Uterine fibroids and how embolization works
Uterine fibroid embolization (UFE) was introduced in the United States in the mid-1990s and has become an increasingly popular treatment for fibroids. These benign tumors affect an estimated 30 to even as high 70 percent of all women. In many cases (around 25 percent according to the National Institutes of Health (NIH)), the growths are so small that they do not cause any symptoms. In a substantial portion of women (as high as 77 percent per NIH), though, larger fibroids interfere with uterine function and also, depending on their location, create pressure on adjacent structures including the bladder, bowel or spinal nerves.
Embolization is a procedure that eliminates blood supply to the fibroid that interventional radiologists accomplish with real time imaging of a catheter inserted into the large artery at the groin. Requiring only an overnight stay at the hospital, UFE is considerably less invasive than major surgery in which either fibroids are removed (myomectomy) or in which the tumors and the uterus itself is taken (hysterectomy).

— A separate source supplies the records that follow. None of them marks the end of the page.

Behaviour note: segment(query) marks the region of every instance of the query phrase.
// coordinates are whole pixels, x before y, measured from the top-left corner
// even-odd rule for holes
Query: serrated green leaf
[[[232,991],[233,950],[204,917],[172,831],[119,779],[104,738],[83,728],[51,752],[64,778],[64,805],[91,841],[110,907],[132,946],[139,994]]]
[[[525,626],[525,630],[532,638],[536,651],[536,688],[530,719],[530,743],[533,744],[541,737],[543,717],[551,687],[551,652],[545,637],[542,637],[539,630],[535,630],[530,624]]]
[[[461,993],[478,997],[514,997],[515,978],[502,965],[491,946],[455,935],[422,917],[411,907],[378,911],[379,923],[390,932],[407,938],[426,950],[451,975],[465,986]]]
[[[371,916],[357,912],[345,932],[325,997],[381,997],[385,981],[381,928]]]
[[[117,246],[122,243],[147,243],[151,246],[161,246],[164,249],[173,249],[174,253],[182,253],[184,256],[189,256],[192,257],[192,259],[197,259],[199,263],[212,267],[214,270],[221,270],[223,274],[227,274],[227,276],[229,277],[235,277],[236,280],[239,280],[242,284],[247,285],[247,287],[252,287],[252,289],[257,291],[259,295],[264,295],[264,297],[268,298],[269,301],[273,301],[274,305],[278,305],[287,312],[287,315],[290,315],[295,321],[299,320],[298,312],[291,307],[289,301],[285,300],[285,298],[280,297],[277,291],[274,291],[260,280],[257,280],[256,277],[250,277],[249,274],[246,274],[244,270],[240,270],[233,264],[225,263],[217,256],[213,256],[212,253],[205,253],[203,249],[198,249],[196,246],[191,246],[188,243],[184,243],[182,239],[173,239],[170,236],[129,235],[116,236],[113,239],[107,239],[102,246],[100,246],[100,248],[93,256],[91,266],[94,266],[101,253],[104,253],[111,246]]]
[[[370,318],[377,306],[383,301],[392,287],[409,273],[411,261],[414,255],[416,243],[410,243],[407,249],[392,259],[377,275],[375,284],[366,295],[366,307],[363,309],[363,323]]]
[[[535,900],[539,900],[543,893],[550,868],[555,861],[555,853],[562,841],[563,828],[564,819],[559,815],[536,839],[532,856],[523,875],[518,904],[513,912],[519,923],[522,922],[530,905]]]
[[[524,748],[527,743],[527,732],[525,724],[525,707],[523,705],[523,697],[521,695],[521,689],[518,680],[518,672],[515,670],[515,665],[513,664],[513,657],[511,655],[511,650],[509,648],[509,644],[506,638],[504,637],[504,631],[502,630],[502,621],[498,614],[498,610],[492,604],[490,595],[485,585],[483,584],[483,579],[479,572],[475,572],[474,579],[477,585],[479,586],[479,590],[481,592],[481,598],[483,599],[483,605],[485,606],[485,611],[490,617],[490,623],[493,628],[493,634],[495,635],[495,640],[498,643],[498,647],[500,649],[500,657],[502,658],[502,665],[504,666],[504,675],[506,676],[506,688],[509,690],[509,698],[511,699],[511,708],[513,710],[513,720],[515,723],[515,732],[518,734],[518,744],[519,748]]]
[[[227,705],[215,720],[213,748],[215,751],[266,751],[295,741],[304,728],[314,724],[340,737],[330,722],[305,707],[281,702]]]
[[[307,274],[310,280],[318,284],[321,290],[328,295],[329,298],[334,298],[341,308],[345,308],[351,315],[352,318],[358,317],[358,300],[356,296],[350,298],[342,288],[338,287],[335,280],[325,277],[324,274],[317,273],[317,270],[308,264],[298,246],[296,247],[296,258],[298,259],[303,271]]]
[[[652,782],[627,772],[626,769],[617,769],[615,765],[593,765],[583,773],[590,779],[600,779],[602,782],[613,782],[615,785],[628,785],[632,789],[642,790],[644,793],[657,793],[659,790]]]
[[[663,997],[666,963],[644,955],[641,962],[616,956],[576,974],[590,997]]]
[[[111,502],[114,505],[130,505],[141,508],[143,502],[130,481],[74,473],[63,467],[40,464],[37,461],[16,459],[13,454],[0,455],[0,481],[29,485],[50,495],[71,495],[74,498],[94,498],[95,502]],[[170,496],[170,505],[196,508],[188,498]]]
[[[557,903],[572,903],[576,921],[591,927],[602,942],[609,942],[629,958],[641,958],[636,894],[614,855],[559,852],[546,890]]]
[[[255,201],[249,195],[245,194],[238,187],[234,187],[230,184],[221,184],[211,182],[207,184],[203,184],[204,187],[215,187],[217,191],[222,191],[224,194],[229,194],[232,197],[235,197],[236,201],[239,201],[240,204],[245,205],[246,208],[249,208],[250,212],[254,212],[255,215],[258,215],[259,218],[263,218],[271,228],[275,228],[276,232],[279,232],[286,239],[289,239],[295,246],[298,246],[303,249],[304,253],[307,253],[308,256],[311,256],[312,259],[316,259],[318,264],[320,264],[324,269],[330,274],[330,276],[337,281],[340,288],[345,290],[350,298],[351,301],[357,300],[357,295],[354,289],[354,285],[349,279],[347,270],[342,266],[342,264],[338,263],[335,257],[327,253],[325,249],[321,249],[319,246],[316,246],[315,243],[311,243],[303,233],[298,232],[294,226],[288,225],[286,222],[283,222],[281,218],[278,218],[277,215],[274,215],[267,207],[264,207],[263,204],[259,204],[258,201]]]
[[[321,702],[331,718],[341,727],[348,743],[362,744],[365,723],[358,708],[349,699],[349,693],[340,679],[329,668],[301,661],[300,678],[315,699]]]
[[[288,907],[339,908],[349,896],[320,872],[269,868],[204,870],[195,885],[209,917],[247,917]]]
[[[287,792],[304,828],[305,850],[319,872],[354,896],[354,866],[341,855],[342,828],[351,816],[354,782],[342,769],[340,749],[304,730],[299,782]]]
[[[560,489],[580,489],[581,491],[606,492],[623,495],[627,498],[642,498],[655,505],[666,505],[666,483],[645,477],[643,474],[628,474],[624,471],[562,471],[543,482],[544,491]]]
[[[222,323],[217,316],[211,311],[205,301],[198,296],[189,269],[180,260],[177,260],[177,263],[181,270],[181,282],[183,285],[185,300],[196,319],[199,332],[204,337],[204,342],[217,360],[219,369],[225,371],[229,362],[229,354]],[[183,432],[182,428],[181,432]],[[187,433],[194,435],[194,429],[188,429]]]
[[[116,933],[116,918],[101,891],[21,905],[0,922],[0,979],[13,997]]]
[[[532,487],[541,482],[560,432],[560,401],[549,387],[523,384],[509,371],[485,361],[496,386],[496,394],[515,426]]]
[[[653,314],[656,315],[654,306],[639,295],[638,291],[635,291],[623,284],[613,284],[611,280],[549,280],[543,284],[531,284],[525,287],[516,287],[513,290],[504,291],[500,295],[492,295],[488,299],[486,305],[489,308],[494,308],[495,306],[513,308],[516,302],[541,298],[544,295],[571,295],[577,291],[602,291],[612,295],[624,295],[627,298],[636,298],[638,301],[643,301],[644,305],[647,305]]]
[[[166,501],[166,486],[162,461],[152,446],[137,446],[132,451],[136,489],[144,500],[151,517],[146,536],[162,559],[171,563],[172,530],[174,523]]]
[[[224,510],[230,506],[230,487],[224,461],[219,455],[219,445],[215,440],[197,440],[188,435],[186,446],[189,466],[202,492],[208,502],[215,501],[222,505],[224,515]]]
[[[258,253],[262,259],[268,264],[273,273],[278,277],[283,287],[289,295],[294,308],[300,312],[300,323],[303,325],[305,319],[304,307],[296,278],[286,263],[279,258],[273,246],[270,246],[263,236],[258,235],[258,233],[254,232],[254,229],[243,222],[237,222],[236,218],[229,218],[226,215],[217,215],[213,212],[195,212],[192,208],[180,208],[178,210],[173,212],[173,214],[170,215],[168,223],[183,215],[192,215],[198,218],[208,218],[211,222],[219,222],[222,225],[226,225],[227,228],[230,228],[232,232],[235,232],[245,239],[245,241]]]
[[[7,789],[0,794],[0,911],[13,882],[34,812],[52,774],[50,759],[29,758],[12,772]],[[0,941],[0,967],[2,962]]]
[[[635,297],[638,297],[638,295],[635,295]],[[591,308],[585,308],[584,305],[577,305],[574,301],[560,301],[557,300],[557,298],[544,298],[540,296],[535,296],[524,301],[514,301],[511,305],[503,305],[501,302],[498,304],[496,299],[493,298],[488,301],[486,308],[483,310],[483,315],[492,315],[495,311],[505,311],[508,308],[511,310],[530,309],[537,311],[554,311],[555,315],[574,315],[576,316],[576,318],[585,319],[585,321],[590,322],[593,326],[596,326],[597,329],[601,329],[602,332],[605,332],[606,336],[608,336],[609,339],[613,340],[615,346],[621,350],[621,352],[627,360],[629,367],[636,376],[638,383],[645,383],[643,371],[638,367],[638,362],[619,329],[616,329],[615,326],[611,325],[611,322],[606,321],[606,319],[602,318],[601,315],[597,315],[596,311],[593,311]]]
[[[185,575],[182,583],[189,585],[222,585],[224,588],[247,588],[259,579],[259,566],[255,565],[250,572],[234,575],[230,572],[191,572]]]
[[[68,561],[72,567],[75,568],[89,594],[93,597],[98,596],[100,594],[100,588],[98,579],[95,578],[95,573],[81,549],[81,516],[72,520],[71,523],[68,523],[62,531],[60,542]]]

In sum, since the mid-1990s growing numbers of women have experienced relief from the symptoms of fibroids by opting for embolization. Also, both anecdotal and longer-term studies are appearing that indicate UFE has potential fertility outcomes comparable to the rates of myomectomies. (Myomectomy fertility rates run 35-40 percent according to John Lipman, M.D. in 2004. Britain’s W.J. Walker, M.D. found 33 percent plus of the 94 women in his study had successful pregnancies.)
Walker also observes that 10 of the women who had UFE and carried pregnancies to term had been informed that hysterectomy was their only treatment option for their fibroids. These new mothers have likely pushed away the darker hours when their fertility options seemed limited and their horizons quite clouded. Now they are probably sending their interventional radiologists thank you notes on their babies’ birthdays.